On November 6, 2015, the U.S. Environmental Protection Agency (EPA) announced that it has a new webpage that compiles information about secondary containers and service containers for pesticides.  Secondary and service containers are containers that are used by the pesticide industry as part of the process of applying pesticides, not for further sale or distribution.  EPA states that the website combines and replaces information previously found on the Labeling Questions and Answers page and in the Label Review Manual, and addresses frequently asked questions.  The announcement states “this is not new guidance, but the EPA hopes this new resource will make information on secondary and service containers easier to find and will lead to improved handling of these containers.”  According to EPA, the webpage is designed to help pesticide registrants and applicators:

  • Understand EPA’s definition of secondary and service containers;
  • Learn about EPA’s recommendations for good management practices when labeling secondary and service containers; and
  • Learn how to properly identify the contents of a secondary or service container, including when the pesticide is diluted.

Although registrants are not required to submit labels to secondary containers to EPA for review, EPA provides the following Q&A for when EPA will approve such labels if submitted to EPA for review:

      Q:  If a registrant wishes to submit and have EPA review the secondary container label, what does EPA require?

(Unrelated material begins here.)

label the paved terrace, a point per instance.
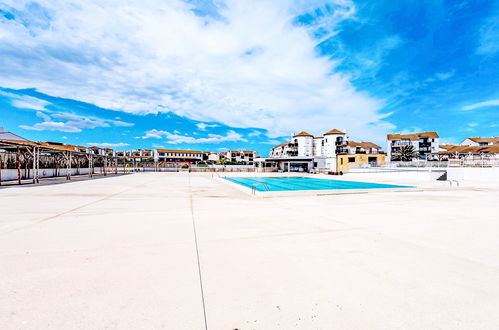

      A:  As it isn't required that a secondary container label be submitted, there are no requirements per se.  EPA will review them on a case-by-case basis and would be likely to accept them if:

  • The EPA-approved master label includes directions for diluting the product.
  • The secondary container label is submitted as part of the master label.
  • The master label bears a statement that the secondary container must be labeled as presented on the master label (e.g., “When this product is diluted in accordance with the directions on this label, the dilution container must bear the following statements:”)
  • The secondary container contains a statement prohibiting further sale or distribution.
  • The secondary container may have reduced precautionary language (if supported by dilution-specific acute toxicity data), but not a reduced signal word.

Requirements governing secondary containers are often a source of questions within the regulated community; many may find EPA’s new website a useful source of information on this topic.